A Meeting With Horatio Bunce Converts Davy Crockett to a Constitutional Congressman

Anyone who has seen the Disney classic Davy Crockett: King of the Wild Frontier knows that he was a Congressman from Tennessee. After serving a term in Congress Davy Crockett met a man by the name of Horatio Bunce. The story of this meeting, as portrayed in the book, The Life of Colonel David Crockett, by Edward S. Ellis, illustrates two important points in the battle to regain Constitutional law in the American republic.

Davy Crockett rode up to a farmer plowing his field to ask for his vote in the upcoming election. As he began to introduce himself the farmer stopped him, “Yes, I know you: you are Colonel Crockett. I have seen you once before, and voted for you the last time you were elected. I suppose you are out electioneering now, but you had better not waste your time or mine. I shall not vote for you again.”

Crockett was taken aback, as any politician would be, and he asked Mr. Bunce to explain the problem. Horatio explained, “ gave a vote last winter which shows that either you have not capacity to understand the Constitution, or that you are wanting in the honesty and firmness to be guided by it...the Constitution, to be worth anything, must be held sacred, and rigidly observed in all its provisions. The man who wields power and misinterprets it is the more dangerous the more honest he is.”

Davy Crockett agreed with Horatio Bunce in all he said, but protested that he must be mistaken, “...for I do not remember that I gave any vote last winter upon any Constitutional question.” Mr. Bunce then reminded Davy Crockett that he had voted to appropriate relief from the treasury to victims of a fire in Georgetown. Crockett admitted that he did, and again protested that he thought that would be the last vote that would cause him any trouble from his constituents.

To this Horatio Bunce replied, “Well, Colonel, where do you find in the Constitution any authority to give away public money in charity?” Once again the backwoods farmer convinced the Congressman of his error, but again Davey Crockett protested, claiming that the amount was so small and the treasury so full that, Mr. Bunce, had he been there, “would have done just as I did.”

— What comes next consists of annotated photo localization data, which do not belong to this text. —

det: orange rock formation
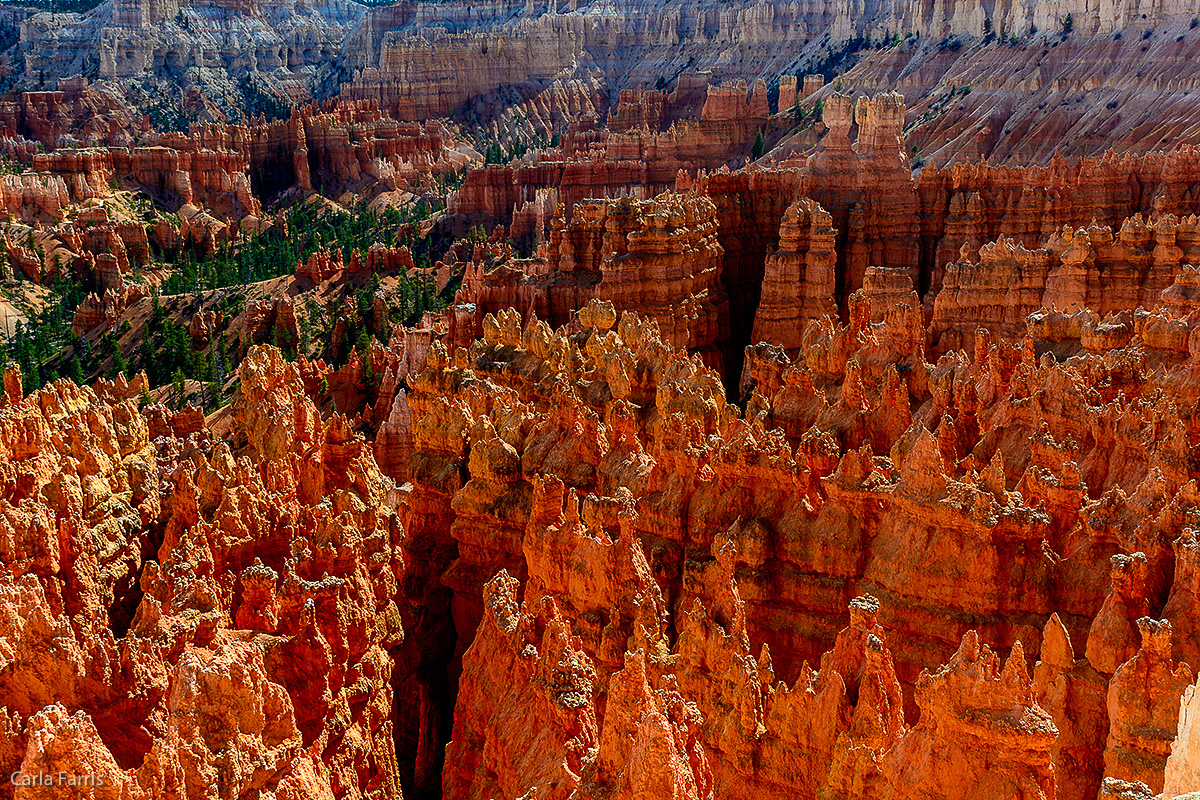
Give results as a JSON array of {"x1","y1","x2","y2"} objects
[
  {"x1": 374, "y1": 291, "x2": 1200, "y2": 799},
  {"x1": 10, "y1": 25, "x2": 1200, "y2": 799},
  {"x1": 0, "y1": 349, "x2": 409, "y2": 799},
  {"x1": 8, "y1": 266, "x2": 1200, "y2": 797},
  {"x1": 455, "y1": 193, "x2": 730, "y2": 368}
]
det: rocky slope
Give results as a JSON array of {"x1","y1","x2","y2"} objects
[
  {"x1": 832, "y1": 21, "x2": 1200, "y2": 167},
  {"x1": 11, "y1": 0, "x2": 1200, "y2": 169}
]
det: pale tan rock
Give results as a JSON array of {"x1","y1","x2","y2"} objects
[{"x1": 1103, "y1": 619, "x2": 1196, "y2": 794}]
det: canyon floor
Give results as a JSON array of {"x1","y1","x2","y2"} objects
[{"x1": 2, "y1": 0, "x2": 1200, "y2": 799}]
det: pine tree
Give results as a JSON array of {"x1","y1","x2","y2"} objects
[
  {"x1": 207, "y1": 345, "x2": 223, "y2": 410},
  {"x1": 67, "y1": 355, "x2": 84, "y2": 386},
  {"x1": 171, "y1": 368, "x2": 185, "y2": 410},
  {"x1": 751, "y1": 129, "x2": 765, "y2": 160}
]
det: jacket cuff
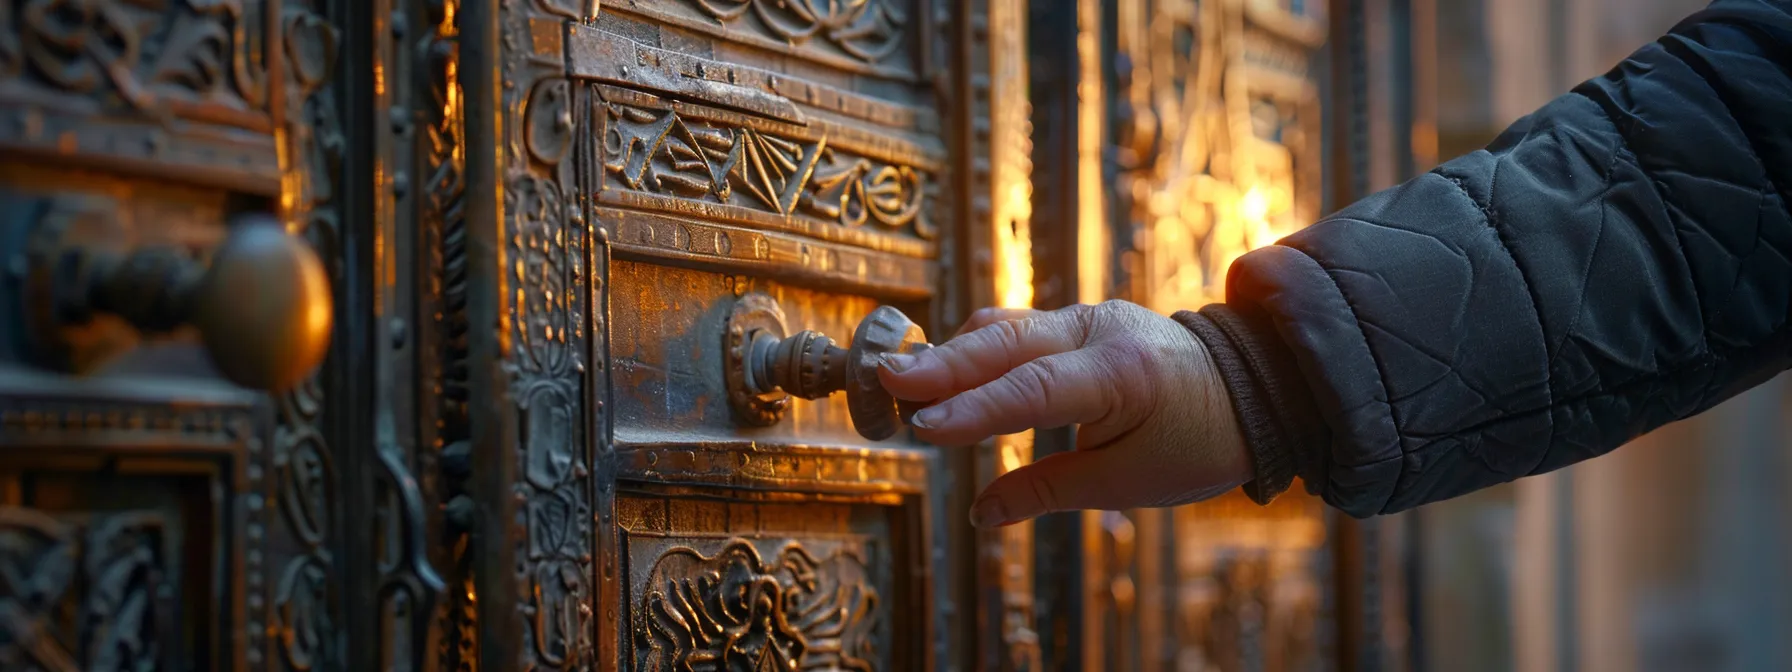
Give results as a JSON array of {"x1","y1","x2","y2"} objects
[{"x1": 1172, "y1": 304, "x2": 1330, "y2": 505}]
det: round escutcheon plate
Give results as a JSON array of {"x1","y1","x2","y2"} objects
[{"x1": 723, "y1": 292, "x2": 790, "y2": 426}]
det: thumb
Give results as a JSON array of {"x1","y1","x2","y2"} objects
[{"x1": 969, "y1": 450, "x2": 1127, "y2": 528}]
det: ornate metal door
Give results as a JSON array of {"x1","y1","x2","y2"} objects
[
  {"x1": 450, "y1": 0, "x2": 1035, "y2": 670},
  {"x1": 2, "y1": 0, "x2": 1417, "y2": 669},
  {"x1": 0, "y1": 0, "x2": 366, "y2": 669}
]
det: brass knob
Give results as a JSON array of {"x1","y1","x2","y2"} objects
[
  {"x1": 28, "y1": 213, "x2": 332, "y2": 392},
  {"x1": 724, "y1": 294, "x2": 929, "y2": 441}
]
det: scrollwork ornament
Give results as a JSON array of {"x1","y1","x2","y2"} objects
[
  {"x1": 683, "y1": 0, "x2": 907, "y2": 64},
  {"x1": 269, "y1": 2, "x2": 342, "y2": 671},
  {"x1": 10, "y1": 0, "x2": 274, "y2": 116},
  {"x1": 0, "y1": 508, "x2": 172, "y2": 671},
  {"x1": 276, "y1": 555, "x2": 335, "y2": 672},
  {"x1": 636, "y1": 539, "x2": 880, "y2": 672},
  {"x1": 81, "y1": 514, "x2": 164, "y2": 670}
]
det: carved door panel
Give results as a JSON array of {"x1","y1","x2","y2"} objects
[
  {"x1": 457, "y1": 1, "x2": 1035, "y2": 670},
  {"x1": 0, "y1": 1, "x2": 457, "y2": 670},
  {"x1": 1, "y1": 1, "x2": 339, "y2": 671}
]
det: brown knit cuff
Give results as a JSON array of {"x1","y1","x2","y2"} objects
[{"x1": 1173, "y1": 303, "x2": 1328, "y2": 504}]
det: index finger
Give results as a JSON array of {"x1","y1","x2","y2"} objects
[{"x1": 876, "y1": 304, "x2": 1094, "y2": 402}]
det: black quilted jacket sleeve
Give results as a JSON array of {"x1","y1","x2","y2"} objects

The reply of Horatio Bunce to this is quite enlightening:

“It is not the amount, Colonel, that I complain of; it is the principle. In the first place, the government ought to have in the treasury no more than enough for its legitimate purposes. But that has nothing to do with the question. The power of collecting and disbursing money at pleasure is the most dangerous power that can be intrusted to man...So you see, that while you are contributing to relieve one, you are drawing it from thousands who are worse off than he. If you had the right to give anything, the amount was simply a matter of discretion with you, and you had as much right to give $20,000,000 as $20,000...You will easily perceive what a wide door this would open for fraud and corruption and favoritism, on the one hand, and for robbing the people on the other. No, colonel, Congress has no right to give charity. Individual members may give as much of their own money as they please, but they have no right to touch a dollar of the public money for that purpose...The people have delegated to Congress, by the Constitution, the power to do certain things. To do these, it is authorized to collect and pay moneys, and for nothing else. Everything beyond this is usurpation, and a violation of the Constitution.”

Davy Crockett changed his position, and asked forgiveness of Horatio Bunce. This story reveals how far the American government has strayed from the Constitution, exposing the immorality of stealing the people's money under the guise of charity. But more importantly, this story illustrates the answer to America's Constitutional woes – The backwoods farmer understood his Constitution and was willing to defend it with the power of his tongue and the power of his vote.